For, as an old chronicler tells us, this execution at Orleans, was not an isolated fact; in other places the populace hunted out heretics, and burned them outside the city walls.[1]
[1] Cartulaire de l'abbaye de Saint-Père de Chartres, ed. Guérard, vol. i, p. 108 and seq.; cf. Hist. des Gaules, vol. x, p. 539.
Several years later, the heretics who swarmed into the diocese of Châlons attracted the attention of the Bishop of the city, who was puzzled how to deal with them. He consulted Wazo, the Bishop of Liège, who tells us that the French were "infuriated" against heretics. These words would seem to prove that the heretics of the day were prosecuted more vigorously than the documents we possess go to show. It is probable that the Bishop of Châlons detested the "fury" of the persecutors. We will see later on the answer that Wazo sent him.
During the Christmas holidays of 1051 and 1052, a number of Manicheans or Cathari, as they were called, were executed at Goslar, after they had refused to renounce their errors. Instead of being burned, as in France, "they were hanged."
These heretics were executed by the orders of Henry III, and in his presence. But the chronicler of the event remarks that every one applauded the Emperor's action, because he had prevented the spread of the leprosy of heresy, and thus saved many souls.[1]
[1] Heriman, Aug. Chronicon, ann. 1052, Mon. Germ, SS., vol. v. p. 130. Cf. Lamberti, Annales, 1053, ibid., p. 155.
Twenty-five years later, in 1076 or 1077, a Catharan of the district of Cambrai appeared before the Bishop of Cambrai and his clerics, and was condemned as a heretic. The Bishop's officers and the crowd at once seized him, led him outside the city's gates, and while he knelt and calmly prayed, they burned him at the stake.[1]

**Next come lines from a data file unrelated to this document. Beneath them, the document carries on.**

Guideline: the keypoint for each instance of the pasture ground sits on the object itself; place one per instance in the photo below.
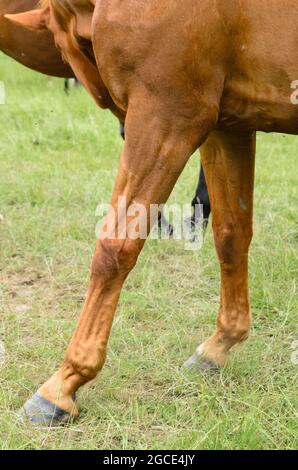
(58, 159)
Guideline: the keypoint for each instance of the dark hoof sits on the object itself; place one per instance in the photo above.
(198, 363)
(43, 413)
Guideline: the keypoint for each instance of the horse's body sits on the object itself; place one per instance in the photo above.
(35, 50)
(185, 75)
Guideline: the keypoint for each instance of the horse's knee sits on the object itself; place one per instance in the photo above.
(232, 242)
(114, 258)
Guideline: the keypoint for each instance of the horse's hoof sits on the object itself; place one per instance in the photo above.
(199, 363)
(42, 413)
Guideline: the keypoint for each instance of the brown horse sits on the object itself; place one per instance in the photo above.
(34, 49)
(185, 75)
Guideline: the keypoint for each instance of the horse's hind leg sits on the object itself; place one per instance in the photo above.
(229, 162)
(149, 168)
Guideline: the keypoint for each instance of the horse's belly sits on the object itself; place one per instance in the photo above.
(253, 108)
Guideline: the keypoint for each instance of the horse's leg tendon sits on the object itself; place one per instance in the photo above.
(149, 167)
(229, 163)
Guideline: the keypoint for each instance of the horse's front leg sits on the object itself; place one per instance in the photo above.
(229, 163)
(150, 165)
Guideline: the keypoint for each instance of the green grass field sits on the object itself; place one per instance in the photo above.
(58, 159)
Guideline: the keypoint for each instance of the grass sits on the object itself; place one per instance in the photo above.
(58, 159)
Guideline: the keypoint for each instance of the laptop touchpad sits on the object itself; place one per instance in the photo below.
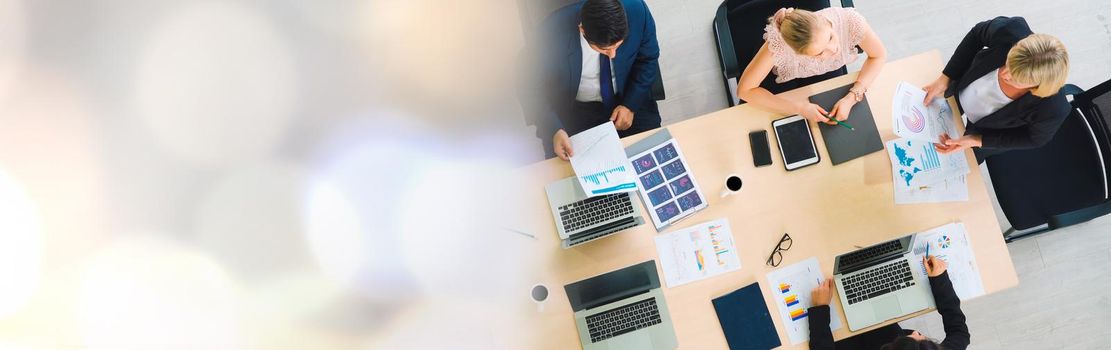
(887, 308)
(637, 340)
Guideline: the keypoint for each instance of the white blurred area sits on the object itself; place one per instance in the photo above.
(258, 175)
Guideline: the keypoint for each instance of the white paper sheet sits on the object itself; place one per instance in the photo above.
(698, 252)
(918, 163)
(600, 161)
(667, 185)
(951, 190)
(791, 287)
(950, 242)
(913, 120)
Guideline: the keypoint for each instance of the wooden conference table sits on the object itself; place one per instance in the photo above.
(827, 210)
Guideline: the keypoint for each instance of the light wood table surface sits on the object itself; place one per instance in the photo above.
(827, 210)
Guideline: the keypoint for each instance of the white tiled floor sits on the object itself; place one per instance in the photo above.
(1064, 281)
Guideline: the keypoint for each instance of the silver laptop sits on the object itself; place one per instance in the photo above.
(881, 282)
(622, 309)
(580, 219)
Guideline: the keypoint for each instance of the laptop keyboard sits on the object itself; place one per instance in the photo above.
(593, 210)
(870, 252)
(878, 281)
(622, 320)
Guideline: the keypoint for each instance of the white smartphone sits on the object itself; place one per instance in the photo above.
(796, 142)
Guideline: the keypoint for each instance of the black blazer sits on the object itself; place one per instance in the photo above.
(550, 96)
(944, 297)
(1029, 121)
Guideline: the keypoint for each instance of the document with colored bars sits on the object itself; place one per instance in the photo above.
(600, 162)
(697, 252)
(950, 242)
(920, 126)
(792, 286)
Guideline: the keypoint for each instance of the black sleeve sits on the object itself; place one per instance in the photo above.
(642, 75)
(949, 306)
(1049, 117)
(998, 31)
(821, 337)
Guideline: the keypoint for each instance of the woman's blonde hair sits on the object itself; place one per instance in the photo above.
(797, 27)
(1041, 60)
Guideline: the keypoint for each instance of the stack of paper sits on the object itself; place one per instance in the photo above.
(950, 242)
(697, 252)
(791, 287)
(600, 161)
(921, 173)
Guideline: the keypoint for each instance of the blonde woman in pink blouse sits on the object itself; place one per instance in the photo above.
(800, 43)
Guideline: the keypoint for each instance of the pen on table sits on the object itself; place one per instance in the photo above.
(519, 232)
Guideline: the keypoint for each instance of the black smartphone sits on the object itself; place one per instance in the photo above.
(761, 155)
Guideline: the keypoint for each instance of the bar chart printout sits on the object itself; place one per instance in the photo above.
(600, 162)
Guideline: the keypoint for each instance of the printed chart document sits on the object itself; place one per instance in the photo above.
(913, 120)
(792, 286)
(950, 242)
(667, 185)
(697, 252)
(600, 161)
(918, 163)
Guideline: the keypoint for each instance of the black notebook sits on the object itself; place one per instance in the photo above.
(744, 319)
(844, 145)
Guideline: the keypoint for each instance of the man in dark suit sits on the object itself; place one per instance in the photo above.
(1007, 80)
(597, 60)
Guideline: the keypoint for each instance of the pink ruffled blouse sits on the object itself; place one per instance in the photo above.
(848, 25)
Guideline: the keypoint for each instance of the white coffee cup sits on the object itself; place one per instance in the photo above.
(733, 185)
(539, 293)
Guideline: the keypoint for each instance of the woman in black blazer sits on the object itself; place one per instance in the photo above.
(892, 337)
(1007, 81)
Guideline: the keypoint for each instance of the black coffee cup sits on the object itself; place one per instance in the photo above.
(733, 185)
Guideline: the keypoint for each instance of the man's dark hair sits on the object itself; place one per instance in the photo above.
(603, 22)
(910, 343)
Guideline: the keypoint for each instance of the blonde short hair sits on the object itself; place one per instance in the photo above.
(1041, 60)
(797, 27)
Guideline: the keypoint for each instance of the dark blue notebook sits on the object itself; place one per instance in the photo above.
(744, 319)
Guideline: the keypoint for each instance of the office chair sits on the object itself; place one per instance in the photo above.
(739, 28)
(1066, 181)
(534, 11)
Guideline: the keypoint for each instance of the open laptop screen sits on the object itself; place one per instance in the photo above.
(612, 286)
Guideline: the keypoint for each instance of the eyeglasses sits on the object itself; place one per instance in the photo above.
(777, 256)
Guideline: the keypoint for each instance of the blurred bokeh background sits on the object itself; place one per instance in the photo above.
(257, 175)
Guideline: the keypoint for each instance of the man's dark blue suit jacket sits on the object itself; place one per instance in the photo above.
(560, 57)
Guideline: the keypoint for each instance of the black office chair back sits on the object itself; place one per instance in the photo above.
(739, 29)
(1094, 105)
(1066, 181)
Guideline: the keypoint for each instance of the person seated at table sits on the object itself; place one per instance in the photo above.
(1007, 80)
(800, 43)
(892, 337)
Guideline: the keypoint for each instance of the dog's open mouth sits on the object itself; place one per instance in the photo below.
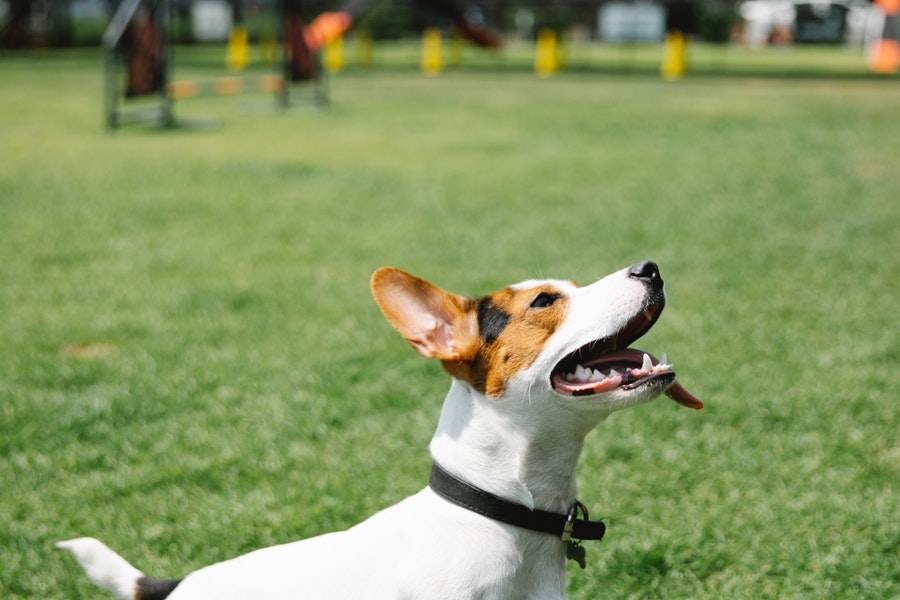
(609, 364)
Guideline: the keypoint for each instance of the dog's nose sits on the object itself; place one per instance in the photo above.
(647, 271)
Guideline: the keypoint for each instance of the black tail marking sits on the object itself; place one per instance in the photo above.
(154, 589)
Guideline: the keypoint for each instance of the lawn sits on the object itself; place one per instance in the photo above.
(191, 365)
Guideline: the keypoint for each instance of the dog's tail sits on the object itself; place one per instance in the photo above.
(112, 572)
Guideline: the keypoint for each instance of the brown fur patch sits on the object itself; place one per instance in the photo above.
(504, 353)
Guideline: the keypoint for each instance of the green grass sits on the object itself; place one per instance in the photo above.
(191, 365)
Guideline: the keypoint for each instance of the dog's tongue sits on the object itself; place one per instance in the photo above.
(683, 397)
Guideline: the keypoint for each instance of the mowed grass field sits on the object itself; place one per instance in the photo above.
(192, 367)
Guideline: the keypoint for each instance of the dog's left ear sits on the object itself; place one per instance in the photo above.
(438, 324)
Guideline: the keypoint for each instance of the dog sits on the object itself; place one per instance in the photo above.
(535, 367)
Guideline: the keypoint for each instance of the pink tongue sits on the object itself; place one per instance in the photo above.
(633, 358)
(683, 397)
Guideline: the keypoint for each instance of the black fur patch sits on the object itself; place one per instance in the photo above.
(491, 320)
(154, 589)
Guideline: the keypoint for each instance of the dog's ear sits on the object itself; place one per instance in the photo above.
(436, 323)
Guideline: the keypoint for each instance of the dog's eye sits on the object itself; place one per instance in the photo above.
(544, 299)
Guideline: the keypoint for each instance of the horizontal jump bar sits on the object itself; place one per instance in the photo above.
(223, 86)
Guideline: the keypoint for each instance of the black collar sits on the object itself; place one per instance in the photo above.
(567, 527)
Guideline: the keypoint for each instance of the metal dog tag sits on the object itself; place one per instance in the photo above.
(576, 552)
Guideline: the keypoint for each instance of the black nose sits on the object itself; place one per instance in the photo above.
(646, 271)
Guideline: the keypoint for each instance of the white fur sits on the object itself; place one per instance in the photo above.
(523, 447)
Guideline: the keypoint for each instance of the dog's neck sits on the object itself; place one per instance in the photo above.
(489, 445)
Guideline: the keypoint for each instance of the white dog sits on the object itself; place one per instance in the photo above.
(535, 367)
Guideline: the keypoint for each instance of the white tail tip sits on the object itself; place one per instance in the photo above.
(104, 567)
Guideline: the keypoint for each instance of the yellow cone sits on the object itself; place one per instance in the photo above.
(674, 63)
(236, 54)
(432, 59)
(546, 53)
(334, 54)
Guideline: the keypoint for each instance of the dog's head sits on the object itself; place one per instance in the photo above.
(541, 337)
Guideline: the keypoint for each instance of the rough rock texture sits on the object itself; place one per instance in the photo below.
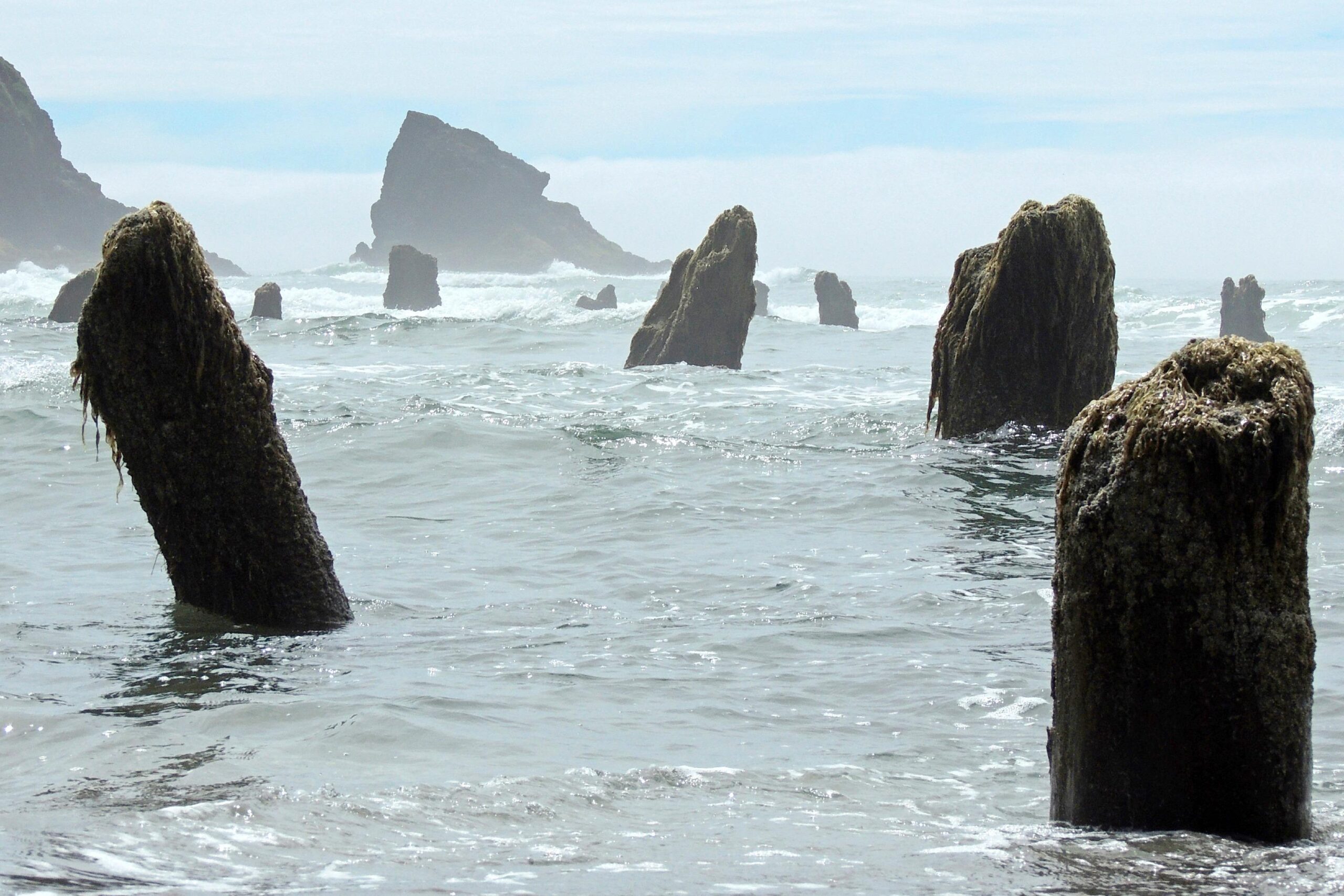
(835, 301)
(762, 292)
(267, 301)
(704, 311)
(1182, 621)
(605, 299)
(476, 207)
(50, 214)
(187, 410)
(1242, 312)
(71, 297)
(1030, 332)
(412, 280)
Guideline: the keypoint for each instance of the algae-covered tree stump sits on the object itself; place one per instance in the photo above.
(1182, 624)
(187, 410)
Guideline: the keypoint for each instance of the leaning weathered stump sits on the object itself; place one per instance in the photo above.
(412, 280)
(835, 301)
(704, 311)
(71, 297)
(187, 410)
(1030, 332)
(1241, 311)
(1182, 623)
(267, 301)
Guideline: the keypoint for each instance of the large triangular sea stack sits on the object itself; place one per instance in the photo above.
(456, 195)
(187, 409)
(704, 311)
(1030, 331)
(50, 214)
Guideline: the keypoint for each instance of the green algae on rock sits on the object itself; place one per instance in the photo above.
(71, 297)
(1030, 330)
(1241, 312)
(704, 311)
(1183, 640)
(187, 409)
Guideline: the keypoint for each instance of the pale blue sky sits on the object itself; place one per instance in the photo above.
(1205, 104)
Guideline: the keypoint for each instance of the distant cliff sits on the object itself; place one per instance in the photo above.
(50, 213)
(452, 193)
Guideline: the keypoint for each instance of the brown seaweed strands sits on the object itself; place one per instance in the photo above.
(1030, 331)
(705, 308)
(1182, 621)
(187, 409)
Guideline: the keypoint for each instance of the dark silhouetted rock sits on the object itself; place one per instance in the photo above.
(50, 214)
(363, 254)
(187, 410)
(605, 299)
(1028, 333)
(1242, 312)
(412, 280)
(456, 194)
(1182, 620)
(704, 311)
(835, 301)
(71, 297)
(267, 301)
(762, 293)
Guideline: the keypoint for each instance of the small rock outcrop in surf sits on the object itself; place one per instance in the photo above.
(412, 280)
(50, 213)
(1030, 331)
(1182, 621)
(704, 311)
(457, 195)
(71, 297)
(605, 299)
(1242, 313)
(835, 301)
(267, 301)
(187, 410)
(762, 293)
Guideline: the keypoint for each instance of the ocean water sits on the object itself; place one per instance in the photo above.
(667, 630)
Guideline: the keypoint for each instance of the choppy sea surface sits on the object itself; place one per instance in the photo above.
(667, 630)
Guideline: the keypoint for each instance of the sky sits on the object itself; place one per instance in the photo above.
(866, 138)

[1] Chronicon S. Andreæ Camerac, iii, 3, in the Mon. Germ. SS., vol. vii, p. 540. We have a letter of Gregory VII in which he denounces the irregular character of this execution. Ibid., p. 540, n. 31.
A little while before this the Archbishop of Ravenna accused a man named Vilgard of heresy, but what the result of the trial was, we cannot discover. But we do know that during this period other persons were prosecuted for heresy, and that they were beheaded or sent to the stake.
At Monteforte near Asti, the Cathari had, about 1034, an important settlement. The Marquis Mainfroi, his brother, the Bishop of Asti, and several noblemen of the city, united to attack the castrum; they captured a number of heretics, and on their refusing to return to the orthodox faith, they sent them to the stake.